Grilled Taiwanese Sausage with Raw Garlic
Recipes with Taiwanese Sausage
The night market baseline: sweet pork sausages grilled over charcoal on a wire rack, pushed onto bamboo skewers, and handed over with a pile of raw garlic slices. No sauce, no bun. The sausage's sugar caramelises against the heat and produces a lacquered skin with small char marks. The garlic is the other half of the dish. This recipe reproduces that result at home using a charcoal grill or a cast-iron grill pan.
Prep Time
5 min
Cook Time
12 min
Servings
2
Difficulty
Easy
Ingredients
- 4 Taiwanese sweet pork sausages (xiangchang)
- 1 head garlic, cloves peeled and sliced thin
- Bamboo skewers
- Charcoal or cast-iron grill pan
Steps
Light the charcoal and wait until the coals are grey with no open flame. For a grill pan, heat over medium-high for 3 minutes until a drop of water evaporates on contact.
Lay the sausages on the grate. Do not pierce them. Cook on one side for 3 minutes without moving, then turn with tongs.
Continue turning every 2–3 minutes for a total of 10–12 minutes. The casing should be evenly coloured amber-brown across most of the surface, with darker char marks at points of direct contact with the grate. The sugar content creates colour faster than with an unseasoned sausage — adjust heat if the exterior is darkening before the interior is cooked through.

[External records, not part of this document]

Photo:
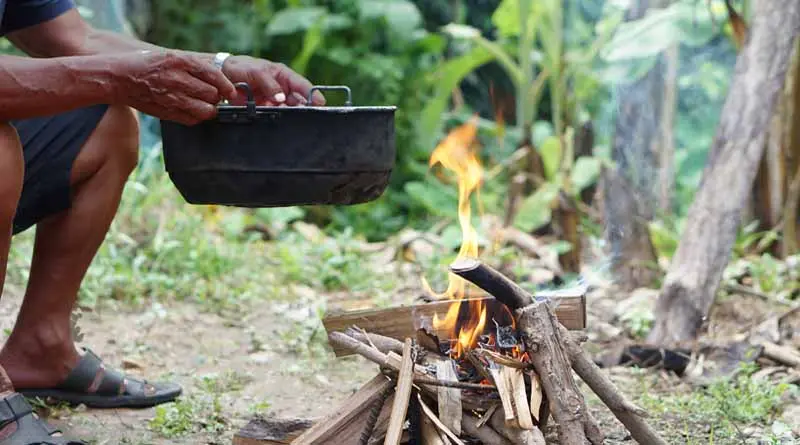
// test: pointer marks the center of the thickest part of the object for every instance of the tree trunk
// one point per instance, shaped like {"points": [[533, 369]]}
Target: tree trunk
{"points": [[714, 217], [642, 125]]}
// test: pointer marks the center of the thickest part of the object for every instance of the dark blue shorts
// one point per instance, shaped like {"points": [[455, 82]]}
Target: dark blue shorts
{"points": [[51, 145]]}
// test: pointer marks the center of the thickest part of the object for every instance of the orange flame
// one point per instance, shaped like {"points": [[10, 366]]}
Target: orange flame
{"points": [[456, 153]]}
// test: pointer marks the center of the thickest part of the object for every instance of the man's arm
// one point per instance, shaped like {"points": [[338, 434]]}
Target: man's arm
{"points": [[70, 35]]}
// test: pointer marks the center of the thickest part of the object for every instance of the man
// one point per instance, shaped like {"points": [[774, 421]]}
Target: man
{"points": [[68, 141]]}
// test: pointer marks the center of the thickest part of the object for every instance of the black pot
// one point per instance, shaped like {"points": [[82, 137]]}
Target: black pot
{"points": [[254, 156]]}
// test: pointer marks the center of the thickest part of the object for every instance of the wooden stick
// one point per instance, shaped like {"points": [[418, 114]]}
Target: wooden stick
{"points": [[430, 434], [402, 322], [549, 358], [492, 281], [401, 397], [271, 431], [428, 412], [781, 354], [626, 412], [485, 434], [517, 436], [346, 422], [449, 399], [380, 342]]}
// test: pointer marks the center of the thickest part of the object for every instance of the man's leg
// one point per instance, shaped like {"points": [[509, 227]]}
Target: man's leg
{"points": [[15, 416], [40, 351]]}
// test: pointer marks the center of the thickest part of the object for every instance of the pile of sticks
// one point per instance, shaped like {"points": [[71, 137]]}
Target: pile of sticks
{"points": [[417, 398]]}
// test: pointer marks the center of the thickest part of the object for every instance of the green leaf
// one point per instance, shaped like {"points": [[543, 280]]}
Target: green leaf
{"points": [[402, 16], [657, 31], [536, 210], [584, 173], [551, 155], [293, 20], [540, 131], [506, 18], [447, 78]]}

Push each sausage onto a bamboo skewer. Arrange on a plate. Pile the raw garlic slices alongside. The sausages go into the mouth first, then a slice or two of garlic on the next bite.
Tips
The sweetness in the marinade means the sausage colours well before it is cooked through. Cut one open after 8 minutes to check: the interior should be opaque with no pink at the centre. If using a grill pan indoors, open a window — the caramelising sugar produces a lot of smoke. The garlic slices should be thin enough to be almost translucent; use a mandoline if cutting by hand is inconsistent.